Bu, sadece, yaşadığım bir olay, ben bu olayları çok yaşadım.
Hatta beni tanıyanlar bile şu soruyu sorar: “Niye Azerbaycan?”
Diğer Türk Devletleri ile bağlantılı dernek başkanları ise biraz beni veryansın etmek, sıkıştırmak amaçlı da olsa “Niye diğer Türk Devletleri değilde genelde Azerbaycan ile ilgili yazıyorsun?” sorusunu sorarlar.
Şimdi kalemimin gücü yettiğince bu sorulara maddeleyerek cevap vermeye çalışacağım:
Evet, neden Azerbaycan!
1. Tarih okudum, tarih bilirim. Daha öncesi de var da, gerek Çanakkale Savaşı, gerek Enver ve Nuri Paşalar zamanında yapılanlarla güçlenen, Kurtuluş Savaşı’nda Azerbaycan Devleti’nin; Vatan zor durumda diye kadınların kollarından bileziklerini çıkararak Türk Ordusu’na yaptığı fedakarlıklarla, Kurtuluş Savaşı’na yardıma gelen erkeklerle insani yardımlarla iki ülkenin arasında iyice güçlenen kardeşlik bağlarını bilirim.
2. Strateji bilirim.
Türkiye ve Türk ülkelerinin geleceğinin Avrupa veya diğer güçlerin yanında durmak, onlara bağlanmak deĝil, kendi aralarında oluşturacak Türk Birliği’nde olduğuna ve Avrupa ve süper güçlerin kurulacak bu Türk Birliği’nin gücünü kabul ederek Türk Birliği’ne tabi olacaklarına inanırım.
Bu yüzden de Türkiye’yi beyin, Azerbaycan’ı gövde, diger Türk Devletleri’ni ayak ve kollara benzeterek çizdiğimiz insan bedenin nasıl bir bütünlük oluşturuyorsa, bizim de bu şekilde ayrılmaz bir bütün oluşturduğumuz, şimdiye kadar yaşananlar bizi aklı çıkardığı olacakların da haklı çıkaracağını inandığımız çok güvendiğimiz bir stratejimiz vardır.
Bunlar biz ve biz gibilerin düşünceleri.
Bazılarımız; biz, bunları bilmek için tarih okumak, strateji bilmek zorunda değiliz, diyebilir.
Haklıdırlar da!
Bu şekilde düşünenlere daha basit bir soru sorayım: Bazı yerlerde bayramdan bir gün önce, yani arife günü veya bayramın ilk günü yaptığımız ilk bayram ziyareti, dini görev nedir?

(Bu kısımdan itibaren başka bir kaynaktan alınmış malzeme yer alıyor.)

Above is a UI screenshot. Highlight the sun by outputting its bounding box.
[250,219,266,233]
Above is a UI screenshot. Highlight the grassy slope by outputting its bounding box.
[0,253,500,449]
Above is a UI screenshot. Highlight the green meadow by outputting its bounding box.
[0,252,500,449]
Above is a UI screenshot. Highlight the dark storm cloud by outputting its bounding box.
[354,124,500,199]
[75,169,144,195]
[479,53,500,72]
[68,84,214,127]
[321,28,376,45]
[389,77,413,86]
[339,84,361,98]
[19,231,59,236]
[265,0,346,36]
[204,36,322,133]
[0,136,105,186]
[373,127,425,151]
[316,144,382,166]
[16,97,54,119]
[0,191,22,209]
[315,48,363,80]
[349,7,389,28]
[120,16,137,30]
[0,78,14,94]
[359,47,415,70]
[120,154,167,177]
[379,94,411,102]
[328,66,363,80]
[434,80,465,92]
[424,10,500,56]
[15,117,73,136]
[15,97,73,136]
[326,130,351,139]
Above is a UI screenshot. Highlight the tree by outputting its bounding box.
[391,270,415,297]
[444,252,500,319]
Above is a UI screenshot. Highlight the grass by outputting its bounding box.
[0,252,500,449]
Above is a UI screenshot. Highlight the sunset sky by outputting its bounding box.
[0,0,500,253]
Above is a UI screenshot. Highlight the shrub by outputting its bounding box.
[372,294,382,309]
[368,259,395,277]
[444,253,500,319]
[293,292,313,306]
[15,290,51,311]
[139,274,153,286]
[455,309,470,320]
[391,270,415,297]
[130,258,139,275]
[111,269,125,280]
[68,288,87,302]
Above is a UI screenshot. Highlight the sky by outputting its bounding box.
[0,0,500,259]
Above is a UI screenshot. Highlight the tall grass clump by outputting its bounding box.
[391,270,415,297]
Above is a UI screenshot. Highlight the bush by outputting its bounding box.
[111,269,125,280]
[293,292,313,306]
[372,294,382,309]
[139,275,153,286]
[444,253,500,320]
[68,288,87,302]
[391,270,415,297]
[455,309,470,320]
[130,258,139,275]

Atalarımızın mezarını ziyaret etmek deĝil midir?
Ata kaç nesil geçmişse de ata; Ced, kaç nesil geçmiş olsa da ceddir!
Kimbilir, yakınımızda atalarımız gibi, işgal altındaki topraklarda bulunan mezarlarının başında dua bekliyorlardır, ama bizim haberimiz yoktur!
İşte bir kaç nesil önceki atalarımızın, ceddimizin mezarı da orada.
Bu bile, Azerbaycanla fazlasıyla ilgilenmemiz için sebep değil mi?
Bu sorunun cevabını okuyunca bazı dostlar; “iyi de diğer Türk Devletleri’nde de Atalarımızın mezarı var, niye Azerbaycan?” diye sorabilir.
Bu tür soruyu soranlara, öncelikle teşekkür ederek, merdiven çıkarken daha önceki basamakları çıkmadan onuncu basamağı çıkmadığımızı hatırlatıp şöyle cevap vereyim.
Yukarda, insan vücuduyla ilgili benzetme yaptım.
Beyin olan Türkiye’yi kullanarak, gövde olan Azerbaycan’a, Azerbaycan’dan da kol ve bacaklara ulaşırız.
Beyin olan Türkiye den sonraki yazdığım iki ismin de Azerbaycan ile alakalı olduğuna dikkat etmişsinizdir.
Bazı okuyucularım, benzetmemdeki kol-bacakları küçümseyici ifade diye algılanabilir.
Bu şekilde düşünenlere dostlar; unutmayalım ki ayaklarımızla yürür, kollarımızla sararız.
Uzun yıllar sonra kolların kollara güçlü bir şekilde ulaşmak için ise; hayatı organ olan beynin ve hayati organları barındıran gövdenin çok sağlam ve güçlü olması, aynı zamanda, manevi anlamda da desteklenmesi lazım.
Hal böyleyken, birçok Azerbaycanlı dostumun, “Azerbaycanlıdan daha fazla Azerbaycanlısın” demesine de şaşırıyorum, bu bir tarafa, daha ötesi; benim Azerbaycan’la bu kadar ilgileniyorsun diye soranların şaşırmasına da inanın ayrıca şaşırıyorum.
Basit, ölümlü, milliyetçi rütbesiz bir nefer olarak;
“Neden Azerbaycan?” sorusu yanında, bir adım ileri giderek, “Neden hepimiz Azerbaycanlı olmalıyız” sorusuna da cevap vermeye çalıştığıma inanarak, saygılar sunuyorum!